Thursday, January 30, 2014

Jon Rauch #60 Days Until Opening Day

It’s Jon Rauch number of days until Opening Day.  If you’ve ever seen Jon Rauch, he’s about the biggest walking contradiction in the history of baseball since Rafael Palmiero wagging his finger at Congress about steroids.  Rauch was (is, I don’t know why I said was, he’s still alive) 6 feet 11 inches tall and looked like convicted murderer.  He is basically the Undertaker’s doppelganger.  According to a couple local baseball writers that I rubbed elbows with last weekend at the Twins Daily event (I know this is kind of a dickhead you had to be there story, but I don’t want to name names because I don’t want to get them in trouble if somehow the wrong person read this), he was one of the biggest assholes either of them have ever covered.  So if I were to describe this type of player to you, a 6 foot 11, tattooed prick who looks like he belongs in WWE more so than MLB, you would probably guess that he was a reliever that threw absolute fucking gas.  That's how it would work in the movies.  He basically sounds like Ricky Vaughn on steroids.  Wrong.  According to my memory, he could only hump it up to like 90 (per FanGraphs, he averaged 90.9 MPH in 2010) and despite being inexplicably thrust into the closer role in 2010, he didn't have elite strikeout numbers by any means, especially for a reliever.  In fact, it was probably Rauch’s mediocrity on a Division Champion team that made fucking Billy Smith feel like he needs to deal the catcher of the future (Wilson Ramos) for goddamn Matt Capps (I liked calling him Matt Crapps, get it?).  It sure would have been nice to have Ramos around since Mauer has been moved out from behind the plate and it’s looking like Kurt Suzuki will be the starter.  Fuck Jon Rauch.  Hurry up Spring Training.

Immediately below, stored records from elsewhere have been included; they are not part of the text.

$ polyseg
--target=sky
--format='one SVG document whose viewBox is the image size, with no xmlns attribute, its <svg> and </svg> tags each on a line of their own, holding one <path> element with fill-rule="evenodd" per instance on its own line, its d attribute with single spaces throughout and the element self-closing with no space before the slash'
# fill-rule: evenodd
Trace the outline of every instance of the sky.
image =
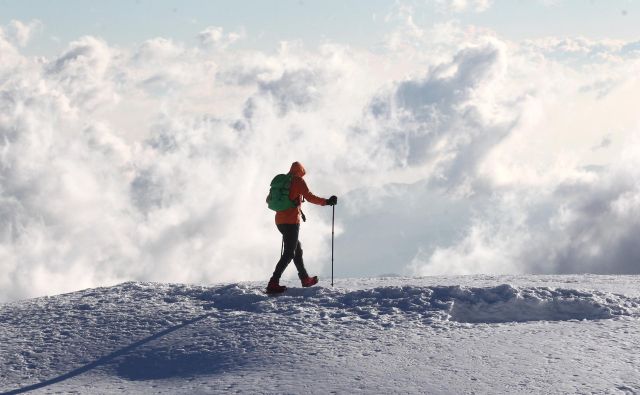
<svg viewBox="0 0 640 395">
<path fill-rule="evenodd" d="M 339 277 L 637 274 L 638 15 L 0 0 L 0 301 L 266 282 L 264 197 L 296 160 L 339 198 Z M 326 279 L 331 210 L 307 206 L 305 261 Z"/>
</svg>

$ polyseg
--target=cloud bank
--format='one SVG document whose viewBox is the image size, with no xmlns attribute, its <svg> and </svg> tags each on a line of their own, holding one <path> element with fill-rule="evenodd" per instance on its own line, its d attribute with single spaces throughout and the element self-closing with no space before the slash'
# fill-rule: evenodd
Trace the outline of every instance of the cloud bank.
<svg viewBox="0 0 640 395">
<path fill-rule="evenodd" d="M 294 160 L 341 198 L 344 275 L 640 272 L 635 43 L 408 18 L 382 52 L 211 27 L 45 59 L 20 26 L 0 32 L 0 300 L 267 279 L 264 196 Z M 330 211 L 307 216 L 326 274 Z"/>
</svg>

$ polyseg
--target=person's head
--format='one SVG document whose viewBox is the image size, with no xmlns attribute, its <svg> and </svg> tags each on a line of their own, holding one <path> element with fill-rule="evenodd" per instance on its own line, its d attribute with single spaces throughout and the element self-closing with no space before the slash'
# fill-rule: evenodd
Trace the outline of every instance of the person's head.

  1. I would like to be there when you tell Rauch to fuck off face to are quite the "keyboard" hero. Here are some facts about the way Rauch pitched for the Twins. The first year he was 5-1 for the month of September and Twins came back from 5 games to play the famous game #163 for the win over Detroit and win the division! What a game it turned out to be! Then the following year Rauch was made the closer because of an injury to Joe Nathan and had 21 saves with 14 of them 1 run saves. Rauch was in the top 5 for saves at the time and then the Twins got Capps to finish the season out as the closer. If I remember right the post season game against the Yanks he came in with bases loaded with one out and struckout A-Rod and got Cano out on a pop up! So Dickhead do you get my "drift" the only one who should Fuck-Off is you.
    Go Twins!!

    1. Hey ewrball4! You from around the twin cities bro? I've got an extra ticket to a Twins/Royals game in April. Wanna go with me?

  2. In all reality, I probably wouldn't tell Jon Rauch how I really feel about him, just the same as I wouldn't tell any of my professors or coaches or parents. I'm happy you enjoyed my blog, you clearly are a connoisseur of great comedy! I hope you keep reading!

  3. Ewrball is 1000% my kind of guy. Just being Johnny on the spot with Rauch stats and giving Dose the blast. I fucking live for these kind of Twins fans!!!! I would KILL to hear this guy's analysis of Nick Punto and some painstakingly curated stats in support of his worth as respectable baseball player.